Auch Deutschland kennt Beispiele dieser Art. Es war kein Zufall, dass ein CDU-Bundespräsident die 8.-Mai-Befreiungsrede hielt, ein SPD-Kanzler die Agenda 2010 verabschiedete, die Grünen im Kosovo und in Afghanistan das Pazifismus-Dogma überwanden, eine CDU-Kanzlerin das Elterngeld und immer mehr Mindestlöhne einführt. Vielleicht resultieren solche Manöver aus einer ganz besonders tückischen Hinterlist. Eine Kraft scheint da am Werk, die stets das Eine will und doch das Andere schafft.

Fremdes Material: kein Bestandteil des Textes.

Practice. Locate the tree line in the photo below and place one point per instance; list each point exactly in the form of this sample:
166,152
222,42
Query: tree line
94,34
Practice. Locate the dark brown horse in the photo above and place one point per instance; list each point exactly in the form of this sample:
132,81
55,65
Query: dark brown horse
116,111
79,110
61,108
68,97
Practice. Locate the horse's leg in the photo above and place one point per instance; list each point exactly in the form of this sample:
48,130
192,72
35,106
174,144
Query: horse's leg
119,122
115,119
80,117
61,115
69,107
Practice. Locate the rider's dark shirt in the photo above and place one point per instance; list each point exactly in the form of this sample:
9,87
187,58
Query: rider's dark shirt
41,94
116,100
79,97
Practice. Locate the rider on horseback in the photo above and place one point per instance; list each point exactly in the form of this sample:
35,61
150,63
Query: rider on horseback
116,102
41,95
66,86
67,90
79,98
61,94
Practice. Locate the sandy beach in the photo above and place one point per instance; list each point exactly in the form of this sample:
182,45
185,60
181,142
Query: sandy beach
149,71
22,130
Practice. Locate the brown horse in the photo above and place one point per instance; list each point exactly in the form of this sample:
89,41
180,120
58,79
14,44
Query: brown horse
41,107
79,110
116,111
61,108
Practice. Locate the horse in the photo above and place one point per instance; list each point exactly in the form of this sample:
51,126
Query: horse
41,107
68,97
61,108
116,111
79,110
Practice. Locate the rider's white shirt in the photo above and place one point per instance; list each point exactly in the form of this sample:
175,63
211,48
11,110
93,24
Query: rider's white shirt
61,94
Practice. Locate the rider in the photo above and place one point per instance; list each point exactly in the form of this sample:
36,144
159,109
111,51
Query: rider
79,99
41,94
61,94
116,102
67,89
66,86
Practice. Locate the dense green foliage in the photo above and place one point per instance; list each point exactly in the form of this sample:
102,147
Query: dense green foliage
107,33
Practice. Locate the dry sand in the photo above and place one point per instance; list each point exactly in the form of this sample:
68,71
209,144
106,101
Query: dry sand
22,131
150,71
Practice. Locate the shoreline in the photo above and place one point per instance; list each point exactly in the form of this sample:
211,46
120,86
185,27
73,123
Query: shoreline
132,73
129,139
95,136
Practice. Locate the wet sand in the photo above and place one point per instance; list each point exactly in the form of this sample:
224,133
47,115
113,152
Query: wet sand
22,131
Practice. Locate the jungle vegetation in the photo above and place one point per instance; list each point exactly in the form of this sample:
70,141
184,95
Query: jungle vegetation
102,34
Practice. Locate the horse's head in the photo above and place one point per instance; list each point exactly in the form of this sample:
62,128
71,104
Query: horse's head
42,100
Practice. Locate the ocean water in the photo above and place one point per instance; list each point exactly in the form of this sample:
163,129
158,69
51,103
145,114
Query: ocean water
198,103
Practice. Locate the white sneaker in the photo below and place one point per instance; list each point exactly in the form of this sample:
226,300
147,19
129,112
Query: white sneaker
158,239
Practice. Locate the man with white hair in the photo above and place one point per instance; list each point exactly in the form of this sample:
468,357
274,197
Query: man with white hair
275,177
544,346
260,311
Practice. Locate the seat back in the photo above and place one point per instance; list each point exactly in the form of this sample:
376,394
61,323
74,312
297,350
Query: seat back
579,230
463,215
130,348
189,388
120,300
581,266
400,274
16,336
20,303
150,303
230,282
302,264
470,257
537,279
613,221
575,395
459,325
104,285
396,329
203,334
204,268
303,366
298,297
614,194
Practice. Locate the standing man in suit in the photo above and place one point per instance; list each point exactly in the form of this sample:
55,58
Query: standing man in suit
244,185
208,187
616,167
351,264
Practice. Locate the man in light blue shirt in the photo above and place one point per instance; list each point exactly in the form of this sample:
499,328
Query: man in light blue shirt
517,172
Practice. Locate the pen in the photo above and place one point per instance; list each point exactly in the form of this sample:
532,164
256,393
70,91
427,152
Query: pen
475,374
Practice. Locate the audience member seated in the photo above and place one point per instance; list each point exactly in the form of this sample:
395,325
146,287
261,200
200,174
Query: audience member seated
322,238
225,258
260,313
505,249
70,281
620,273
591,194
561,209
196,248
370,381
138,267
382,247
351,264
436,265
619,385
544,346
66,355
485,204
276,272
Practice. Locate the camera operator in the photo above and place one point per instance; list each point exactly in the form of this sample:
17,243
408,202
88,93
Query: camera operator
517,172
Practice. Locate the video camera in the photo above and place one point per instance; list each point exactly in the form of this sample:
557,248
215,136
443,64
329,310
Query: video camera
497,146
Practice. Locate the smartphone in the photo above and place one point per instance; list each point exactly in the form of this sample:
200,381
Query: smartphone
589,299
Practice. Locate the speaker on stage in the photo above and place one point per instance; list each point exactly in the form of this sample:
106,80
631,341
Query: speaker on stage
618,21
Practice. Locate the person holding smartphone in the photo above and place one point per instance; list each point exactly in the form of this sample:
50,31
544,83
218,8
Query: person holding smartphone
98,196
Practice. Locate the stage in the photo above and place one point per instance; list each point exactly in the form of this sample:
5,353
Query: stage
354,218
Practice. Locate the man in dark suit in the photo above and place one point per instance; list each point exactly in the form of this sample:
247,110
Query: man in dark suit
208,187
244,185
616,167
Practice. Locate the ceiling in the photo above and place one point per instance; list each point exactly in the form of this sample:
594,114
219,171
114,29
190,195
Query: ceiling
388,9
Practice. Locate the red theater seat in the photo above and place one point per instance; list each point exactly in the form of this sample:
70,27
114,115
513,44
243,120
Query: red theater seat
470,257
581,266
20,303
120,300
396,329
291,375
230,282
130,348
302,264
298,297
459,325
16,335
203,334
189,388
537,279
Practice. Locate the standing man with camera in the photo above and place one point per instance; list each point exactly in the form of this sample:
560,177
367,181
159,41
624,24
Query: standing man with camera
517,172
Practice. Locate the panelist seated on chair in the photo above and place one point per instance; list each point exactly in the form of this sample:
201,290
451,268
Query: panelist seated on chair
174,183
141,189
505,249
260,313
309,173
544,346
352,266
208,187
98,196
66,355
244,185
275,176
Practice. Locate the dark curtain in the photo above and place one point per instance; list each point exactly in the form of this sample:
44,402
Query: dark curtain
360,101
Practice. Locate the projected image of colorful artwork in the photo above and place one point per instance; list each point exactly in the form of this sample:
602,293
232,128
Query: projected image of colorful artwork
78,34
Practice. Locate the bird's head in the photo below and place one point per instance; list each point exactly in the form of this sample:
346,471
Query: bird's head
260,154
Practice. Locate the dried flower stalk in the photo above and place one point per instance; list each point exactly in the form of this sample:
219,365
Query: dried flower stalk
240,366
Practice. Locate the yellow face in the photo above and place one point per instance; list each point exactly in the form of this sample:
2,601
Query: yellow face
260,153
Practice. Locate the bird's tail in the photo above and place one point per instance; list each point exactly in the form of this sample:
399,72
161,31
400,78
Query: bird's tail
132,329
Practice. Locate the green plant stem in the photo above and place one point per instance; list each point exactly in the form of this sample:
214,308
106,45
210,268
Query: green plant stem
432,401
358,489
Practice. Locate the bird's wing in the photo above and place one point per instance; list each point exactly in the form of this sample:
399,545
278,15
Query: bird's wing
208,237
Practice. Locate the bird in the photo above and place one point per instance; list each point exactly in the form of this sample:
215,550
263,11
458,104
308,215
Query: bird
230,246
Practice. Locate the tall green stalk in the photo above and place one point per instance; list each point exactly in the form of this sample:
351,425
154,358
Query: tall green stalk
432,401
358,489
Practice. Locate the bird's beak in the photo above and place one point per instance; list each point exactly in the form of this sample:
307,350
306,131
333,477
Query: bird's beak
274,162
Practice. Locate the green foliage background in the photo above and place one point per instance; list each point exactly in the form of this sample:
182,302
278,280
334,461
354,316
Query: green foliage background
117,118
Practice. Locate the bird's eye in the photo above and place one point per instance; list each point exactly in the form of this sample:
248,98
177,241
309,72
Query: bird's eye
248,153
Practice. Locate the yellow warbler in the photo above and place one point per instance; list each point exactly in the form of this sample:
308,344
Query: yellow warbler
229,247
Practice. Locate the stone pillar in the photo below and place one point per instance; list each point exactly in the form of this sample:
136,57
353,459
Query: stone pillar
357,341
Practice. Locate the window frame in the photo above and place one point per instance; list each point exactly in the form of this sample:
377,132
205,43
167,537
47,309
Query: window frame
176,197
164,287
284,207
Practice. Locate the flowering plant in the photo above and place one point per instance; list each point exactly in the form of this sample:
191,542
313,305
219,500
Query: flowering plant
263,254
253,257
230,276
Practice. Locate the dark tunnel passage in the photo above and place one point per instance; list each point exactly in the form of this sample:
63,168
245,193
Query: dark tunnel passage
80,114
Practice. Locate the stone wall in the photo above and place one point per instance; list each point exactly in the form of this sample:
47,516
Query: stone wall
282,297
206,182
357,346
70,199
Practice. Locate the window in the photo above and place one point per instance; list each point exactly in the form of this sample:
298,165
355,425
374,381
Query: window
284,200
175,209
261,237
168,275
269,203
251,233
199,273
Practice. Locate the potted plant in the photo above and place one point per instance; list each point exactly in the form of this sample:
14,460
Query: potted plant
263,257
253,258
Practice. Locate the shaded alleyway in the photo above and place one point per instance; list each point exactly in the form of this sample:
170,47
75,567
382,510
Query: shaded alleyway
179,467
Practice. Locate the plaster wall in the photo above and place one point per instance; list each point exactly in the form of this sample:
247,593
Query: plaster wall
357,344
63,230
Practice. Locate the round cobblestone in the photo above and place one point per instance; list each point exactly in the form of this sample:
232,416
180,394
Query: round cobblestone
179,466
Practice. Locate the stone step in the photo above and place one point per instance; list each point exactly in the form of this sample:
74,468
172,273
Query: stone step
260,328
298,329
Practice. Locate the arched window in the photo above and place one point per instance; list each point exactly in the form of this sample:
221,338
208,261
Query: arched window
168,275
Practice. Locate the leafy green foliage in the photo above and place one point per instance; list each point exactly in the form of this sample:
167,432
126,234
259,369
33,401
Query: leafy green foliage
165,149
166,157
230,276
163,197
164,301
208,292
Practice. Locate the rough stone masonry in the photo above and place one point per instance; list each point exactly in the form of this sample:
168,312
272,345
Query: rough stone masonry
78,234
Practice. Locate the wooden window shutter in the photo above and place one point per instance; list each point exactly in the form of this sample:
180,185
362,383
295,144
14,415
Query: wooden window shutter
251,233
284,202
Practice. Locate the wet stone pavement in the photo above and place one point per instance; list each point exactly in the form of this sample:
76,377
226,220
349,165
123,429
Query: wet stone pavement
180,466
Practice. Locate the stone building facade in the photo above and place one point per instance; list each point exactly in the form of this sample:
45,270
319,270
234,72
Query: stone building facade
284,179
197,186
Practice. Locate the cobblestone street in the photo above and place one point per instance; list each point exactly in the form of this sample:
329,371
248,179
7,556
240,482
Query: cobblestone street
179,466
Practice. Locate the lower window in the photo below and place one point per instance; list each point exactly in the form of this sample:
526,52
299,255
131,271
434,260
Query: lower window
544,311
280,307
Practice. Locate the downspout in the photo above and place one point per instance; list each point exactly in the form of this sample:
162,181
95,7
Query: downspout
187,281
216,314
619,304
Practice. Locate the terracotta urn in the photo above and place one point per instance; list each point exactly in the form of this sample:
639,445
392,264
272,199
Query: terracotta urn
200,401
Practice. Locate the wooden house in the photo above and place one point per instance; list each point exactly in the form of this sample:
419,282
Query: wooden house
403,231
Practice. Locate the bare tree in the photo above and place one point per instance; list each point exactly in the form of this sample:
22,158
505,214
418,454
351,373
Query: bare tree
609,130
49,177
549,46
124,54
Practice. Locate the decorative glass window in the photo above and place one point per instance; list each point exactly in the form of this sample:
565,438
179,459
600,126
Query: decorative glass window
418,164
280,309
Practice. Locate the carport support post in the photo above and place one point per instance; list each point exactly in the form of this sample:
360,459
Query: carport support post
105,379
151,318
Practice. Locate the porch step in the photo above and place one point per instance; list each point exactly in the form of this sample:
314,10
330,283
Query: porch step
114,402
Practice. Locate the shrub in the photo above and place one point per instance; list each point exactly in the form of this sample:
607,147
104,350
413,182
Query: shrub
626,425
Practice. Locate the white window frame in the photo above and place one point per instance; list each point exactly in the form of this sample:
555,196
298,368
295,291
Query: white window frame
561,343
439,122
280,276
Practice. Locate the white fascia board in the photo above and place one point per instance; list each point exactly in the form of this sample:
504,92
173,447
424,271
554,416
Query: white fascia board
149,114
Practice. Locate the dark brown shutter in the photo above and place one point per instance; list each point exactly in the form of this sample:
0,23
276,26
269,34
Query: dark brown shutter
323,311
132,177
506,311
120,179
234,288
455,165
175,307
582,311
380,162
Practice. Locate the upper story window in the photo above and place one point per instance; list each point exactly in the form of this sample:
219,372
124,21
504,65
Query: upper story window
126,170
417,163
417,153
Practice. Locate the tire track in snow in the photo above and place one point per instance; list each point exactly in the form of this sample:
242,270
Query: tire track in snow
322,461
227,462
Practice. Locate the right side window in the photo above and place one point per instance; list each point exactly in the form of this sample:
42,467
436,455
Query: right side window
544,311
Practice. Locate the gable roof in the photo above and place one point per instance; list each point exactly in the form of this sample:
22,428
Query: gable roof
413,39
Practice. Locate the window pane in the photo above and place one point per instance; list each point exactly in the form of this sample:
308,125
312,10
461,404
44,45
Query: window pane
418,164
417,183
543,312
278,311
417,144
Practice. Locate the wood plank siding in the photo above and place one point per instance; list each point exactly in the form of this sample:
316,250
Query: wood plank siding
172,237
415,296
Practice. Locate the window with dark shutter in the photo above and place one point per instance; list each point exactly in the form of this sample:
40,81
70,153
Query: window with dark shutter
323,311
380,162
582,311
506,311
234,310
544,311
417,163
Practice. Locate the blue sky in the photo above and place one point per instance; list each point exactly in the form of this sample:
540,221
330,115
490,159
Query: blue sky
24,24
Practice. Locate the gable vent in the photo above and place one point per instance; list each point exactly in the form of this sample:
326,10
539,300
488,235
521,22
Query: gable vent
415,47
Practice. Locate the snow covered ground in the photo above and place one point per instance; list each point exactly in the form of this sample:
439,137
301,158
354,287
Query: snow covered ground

Insofern überrascht es nicht, dass in diesen Fällen die treuesten Anhänger der alten Beteuerungen ein Gefühl von Verrat und Betrug quält. Sie nehmen den Seitenwechsel übel. Doch das wird ausgeglichen durch die Mehrheit derer, die den Wandel als Einsicht in dessen Notwendigkeit deuten. In einer überideologisierten Debatte nützen Argumente ab einem bestimmten Zeitpunkt nichts mehr, stattdessen wird sie durch Macht- oder Seitenwechsel entschieden. Wenn die Richtigen das Falsche tun, wird das Falsche langsam richtig.

Für dieses Phänomen steht aktuell Winfried Kretschmann. Wie kein CDU-Ministerpräsident es je vermocht hätte, ist es ihm gelungen, den Protest gegen Stuttgart 21 zu marginalisieren. Seine Pose des zähneknirschenden Vollstreckers ist unschlagbar. Potenzielle Nachahmungstäter seien dennoch gewarnt. Einfach sind solche Volten nicht. Sollte Guido Westerwelle auf die Idee kommen, die Finanzindustrie zu verstaatlichen, dürften seine Zustimmungswerte unter die im Straßenverkehr erlaubte Promillegrenze fallen.